How to Remove Ball Point Ink From Imitation Leather

Ink stains are miserable to remove from any surface; on leather, they can simply ruin a piece. The good news is that imitation leather is not leather. It is a synthetic cloth and hard to dye, so it can be cleaned in ways that leather cannot. Ballpoint ink is filled with thickeners, sometimes rubber, so does not have the penetrating power of fountain pen ink. A quick survey of dry cleaners and of Dennis McCarthy of Professional Leather Care, of Columbus, Ohio, reveal some strategies.

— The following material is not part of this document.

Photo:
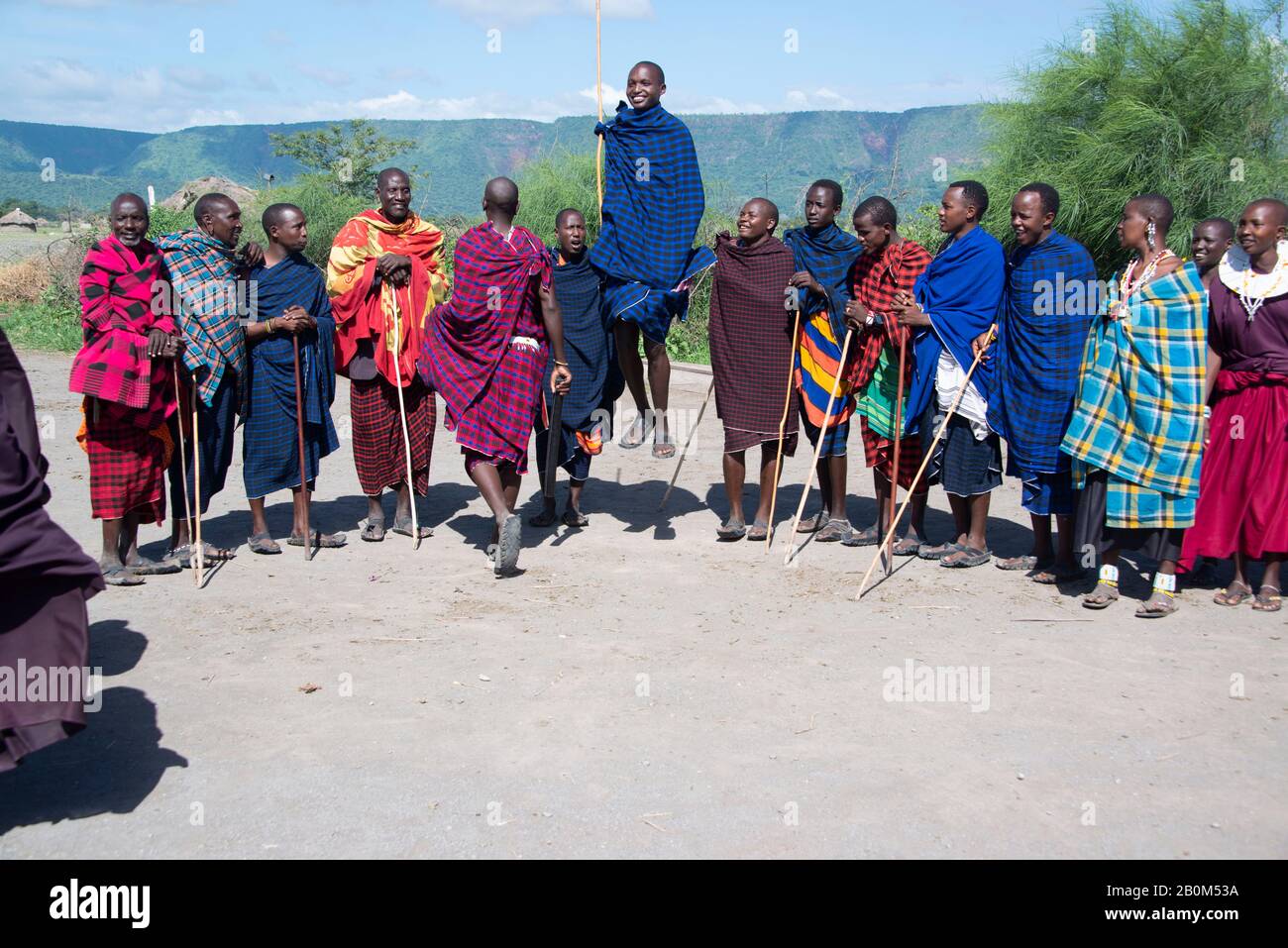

Hand wash the spot in warm water with a mild soap like Ivory or Dove. These soaps (and their detergents) are hard on real leather; but imitation leather is made of plastic material, and so can withstand this treatment. Use your fingertips, rather than a cloth, to rub the spot.

Pat and dab at the stain and rub gently with a soft cloth (like cheese cloth, or a worn out T-shirt); do not rub vigorously. Synthetic materials have only a veneer of authentic-looking material. If you rub away that veneer to reveal the foam-like inner layer, the item cannot be restored.

Wash the item (if it is small enough) in a commercial washing machine. Use cold water on a gentle cycle with ordinary detergents. This may not remove the stain in its entirety, but because synthetic materials accept dyes poorly, the stain will be far less noticeable over time.

Try the spray-on/brush-off stain removers for faux suede. These products from companies like Kiwi typically come in a spray can with a bristle brush on the cap. Remember, you are dealing with a synthetic cloth, not leather, and cloth treatments will be more successful.

Take the item to a dry cleaner if the above does not work. A dry cleaner can pretreat the spot with common solvents, which should not damage the item.

Seek a professional leather worker to match and paint the item if the item is valuable enough. He may not be able to remove the stain but can cover it with readily-available paints.